The finite population correction is not appropriate here. The theory for it applies only for the sampling fraction set by the design: e.g.. if you'd had a population of 1,000 and selected 500 at random. In contrast, you tried to do a census and select 100%. The schools that responded are not a random sample of the total.

Your problem is how to deal with the large bias due to non-response. For some partial remedies, consult the sections on non-response in a good sampling text. I suggest especially Lohr, Sampling Design and Analysis, Duxbury, 1999 or 2010 and Groves et al. 'Survey Methodology", Wiley, 2010. Both contain further references.

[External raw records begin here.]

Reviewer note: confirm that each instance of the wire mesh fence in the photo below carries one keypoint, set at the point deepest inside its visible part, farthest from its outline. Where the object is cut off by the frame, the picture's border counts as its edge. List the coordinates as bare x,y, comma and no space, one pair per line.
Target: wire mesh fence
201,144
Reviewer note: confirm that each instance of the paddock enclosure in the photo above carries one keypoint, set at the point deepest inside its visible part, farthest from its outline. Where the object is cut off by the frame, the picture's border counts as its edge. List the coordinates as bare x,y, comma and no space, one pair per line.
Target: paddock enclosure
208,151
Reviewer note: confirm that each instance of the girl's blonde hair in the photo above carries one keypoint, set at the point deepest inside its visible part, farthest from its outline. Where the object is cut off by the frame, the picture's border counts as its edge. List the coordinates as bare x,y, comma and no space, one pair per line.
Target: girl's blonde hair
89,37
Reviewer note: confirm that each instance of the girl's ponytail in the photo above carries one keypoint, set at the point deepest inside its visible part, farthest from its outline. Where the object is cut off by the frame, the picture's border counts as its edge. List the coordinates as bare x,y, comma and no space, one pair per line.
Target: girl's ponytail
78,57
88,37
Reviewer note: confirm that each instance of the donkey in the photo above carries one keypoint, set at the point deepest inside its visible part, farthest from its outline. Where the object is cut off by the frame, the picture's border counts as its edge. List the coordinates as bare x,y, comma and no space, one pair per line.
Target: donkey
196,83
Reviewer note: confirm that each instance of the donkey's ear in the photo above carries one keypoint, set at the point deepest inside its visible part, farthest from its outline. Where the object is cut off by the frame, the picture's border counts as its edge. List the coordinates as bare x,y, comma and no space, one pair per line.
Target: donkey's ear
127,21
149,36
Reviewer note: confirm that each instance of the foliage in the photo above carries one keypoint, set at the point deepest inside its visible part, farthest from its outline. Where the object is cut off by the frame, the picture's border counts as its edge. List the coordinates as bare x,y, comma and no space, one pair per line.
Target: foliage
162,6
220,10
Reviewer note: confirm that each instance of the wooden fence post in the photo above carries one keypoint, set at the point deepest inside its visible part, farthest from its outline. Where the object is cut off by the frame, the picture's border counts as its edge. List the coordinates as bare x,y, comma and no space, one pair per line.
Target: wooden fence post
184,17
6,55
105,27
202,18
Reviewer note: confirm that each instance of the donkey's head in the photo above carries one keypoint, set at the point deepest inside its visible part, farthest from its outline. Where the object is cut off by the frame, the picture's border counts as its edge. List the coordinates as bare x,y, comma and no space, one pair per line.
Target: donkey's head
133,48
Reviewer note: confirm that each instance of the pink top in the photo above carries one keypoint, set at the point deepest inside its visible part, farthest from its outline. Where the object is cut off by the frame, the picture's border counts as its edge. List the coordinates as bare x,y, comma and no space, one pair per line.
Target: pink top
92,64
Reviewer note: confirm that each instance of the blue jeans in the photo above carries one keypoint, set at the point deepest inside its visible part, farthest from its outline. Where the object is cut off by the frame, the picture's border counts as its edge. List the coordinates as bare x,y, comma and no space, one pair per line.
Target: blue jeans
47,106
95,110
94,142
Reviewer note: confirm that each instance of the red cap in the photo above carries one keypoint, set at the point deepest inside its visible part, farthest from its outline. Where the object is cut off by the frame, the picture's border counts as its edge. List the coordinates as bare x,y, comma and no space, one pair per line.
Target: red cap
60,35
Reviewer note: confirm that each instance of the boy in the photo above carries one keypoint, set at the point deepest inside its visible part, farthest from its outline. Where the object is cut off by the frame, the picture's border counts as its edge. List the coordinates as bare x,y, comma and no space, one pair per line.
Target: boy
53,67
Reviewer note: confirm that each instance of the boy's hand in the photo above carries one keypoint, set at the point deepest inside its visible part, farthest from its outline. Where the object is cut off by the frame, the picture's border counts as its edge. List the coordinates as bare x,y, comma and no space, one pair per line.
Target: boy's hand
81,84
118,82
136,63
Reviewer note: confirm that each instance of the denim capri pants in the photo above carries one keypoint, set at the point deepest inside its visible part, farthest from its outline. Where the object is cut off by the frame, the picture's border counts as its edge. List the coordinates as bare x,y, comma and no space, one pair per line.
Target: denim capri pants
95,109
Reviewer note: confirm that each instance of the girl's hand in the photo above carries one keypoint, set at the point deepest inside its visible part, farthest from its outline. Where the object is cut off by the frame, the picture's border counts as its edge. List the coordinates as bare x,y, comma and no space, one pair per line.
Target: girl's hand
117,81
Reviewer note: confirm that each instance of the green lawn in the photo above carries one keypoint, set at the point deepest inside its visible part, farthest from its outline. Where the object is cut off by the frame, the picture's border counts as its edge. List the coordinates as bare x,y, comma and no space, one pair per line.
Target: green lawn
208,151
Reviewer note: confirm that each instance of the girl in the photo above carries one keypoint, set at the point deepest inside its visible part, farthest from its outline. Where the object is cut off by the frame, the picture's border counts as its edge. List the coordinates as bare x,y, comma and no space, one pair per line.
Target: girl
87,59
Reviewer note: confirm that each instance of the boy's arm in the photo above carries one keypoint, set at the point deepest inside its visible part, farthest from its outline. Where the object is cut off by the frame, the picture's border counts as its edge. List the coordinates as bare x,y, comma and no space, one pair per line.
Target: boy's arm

In my experience, trying to do a census is almost always a mistake. You would have had better information (smaller mean square error) from a designed sample of 50 to 200 schools with methods intended to minimize non-response. We've needed such methods even in business surveys where participation was required by law. If it were my study, I would contact a sample of the non-responders, and I suggest that you do that if possible.


On Feb 9, 2011, at 6:44 AM, R G wrote:


I'm analyzing a census I've done of schools, no stratification or clustering.
Response rate is around 50%. I need to set the FPC (finite population
correction) in svyset and I'm not sure the appropriate number to use. I know some argue that there's no need to set the FPC, but in my case the issues I'm surveying on there is a strong case for considering a finite population, and not
a superpopulation.

According to Stata help:

fpc(varname) requests a finite population correction for the variance
estimates.  If varname has values less than or
equal to 1, it is interpreted as a stratum sampling rate f_h = n_h/N_h,
where n_h = number of units sampled from
stratum h and N_h = total number of units in the population belonging to
stratum h.  If varname has values greater
than or equal to n_h, it is interpreted as containing N_h. It is an
error for varname to have values between 1
and n_h or to have a mixture of sampling rates and stratus sizes.

The UCLA page also states that:
Stata will calculate the actual fpc for us; we just need to  specify the
population total.

If there are a total of 1000 schools, with 500 responses, am I correct in
interpreting that I should set the fpc=1000?

Just need to confirm this, as I'm relatively new at Stata's svy commands.